Oklahoma Governor, Legislature, Refuse to Build Storm Shelters in State Schools

Oklahoma Governor, Legislature, Refuse to Build Storm Shelters in State Schools April 7, 2014

I debated against this and I am still totally disgusted with it.

Oklahoma’s Governor and Legislature have basically refused to build storm shelters for our school children, leaving them wide open to be killed and maimed by the ravages of a killer tornado.

There is a lot of political talk going on about the reasons, but what it comes down to is that the money that could have been used for this would come from the franchise tax, and the Oklahoma State Chamber of Commerce plans to have the legislature to repeal the franchise tax in the next legislative season. What the Oklahoma State Chamber of Commerce wants, the Oklahoma State Chamber of Commerce gets.

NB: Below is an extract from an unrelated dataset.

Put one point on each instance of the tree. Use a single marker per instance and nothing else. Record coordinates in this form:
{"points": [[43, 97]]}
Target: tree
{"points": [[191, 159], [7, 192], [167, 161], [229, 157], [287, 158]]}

I have held off writing about this because I wanted to give my colleagues every opportunity possible to do the right thing.

Make no mistake about it, the children who died last spring are on every single one of us who sit in that body. It is our responsibility. The fact is — and I know this sounds stupid and that it is is stupid — but the truth is I didn’t think about it until those children died.

I had trouble sleeping after that tornado, thinking about the fact that I am a legislator and I had done nothing to build shelters in the schools. I talked to the man who was House Speaker at that time and he not only agreed with me, he seemed to have a plan for building shelters in the schools. Then, the Governor stepped in and announced that it wasn’t going to happen.

Public pressure forced the development of a useless bill that will allow property owners to vote an enormous tax increase on themselves to build shelters if they want them. If implemented, it will be the largest single property tax increase in the history of the state. It could easily cost farmers and ranchers their farms and ranches and put people who are tightly budgeted out of their homes.

And we could build those shelters with monies from existing taxes that would not raise the people’s property tax one cent.

I was ravaged by regret after those innocent children died from lack of proper shelters in one of our public Schools. My only excuse — which certainly didn’t satisfy me — was that I hadn’t thought about it before it happened. Even that feeble excuse is gone now.

We know that kids can and will die in these storms while they are attending our public schools.

We know it.

That makes it our responsibility, and there are no excuses; and I mean no excuses for not doing our best to take care of them. That’s even more important that doing what the Oklahoma State Chamber of Commerce wants.

News organizations outside of Oklahoma are beginning to take notice of this tragic situation.

From NBC News:

It’s tornado season again in Oklahoma. The ominous clouds and warm air one day last week reminded Danni Legg of the afternoon last May when a twister laid waste to the city of Moore and killed her 9-year-old son.

“Your heart drops,” she said.

Legg and the families of six other children killed at Plaza Towers Elementary School in Moore helped gather more than 100,000 signatures last year for a ballot initiative to equip the state’s 1,800 public school buildings with storm shelters.

 But a rewrite of the ballot language by the state attorney general led to a fight in court, and now the dispute has landed in the middle of the race between Gov. Mary Fallin, a Republican running for re-election, and her Democratic challenger, state Rep. Joe Dorman.

A coalition called Take Shelter Oklahoma, which includes the Moore families, proposed having the state sell bonds to raise $500 million to build school shelters or fortify existing buildings so they could can withstand tornadoes like the one last May, which killed 24 people.

Their idea was to let schools start building shelters almost immediately and have the state pay off the debt with the $40 million to $50 million that it expects to collect each year from a recently reinstated tax on some companies.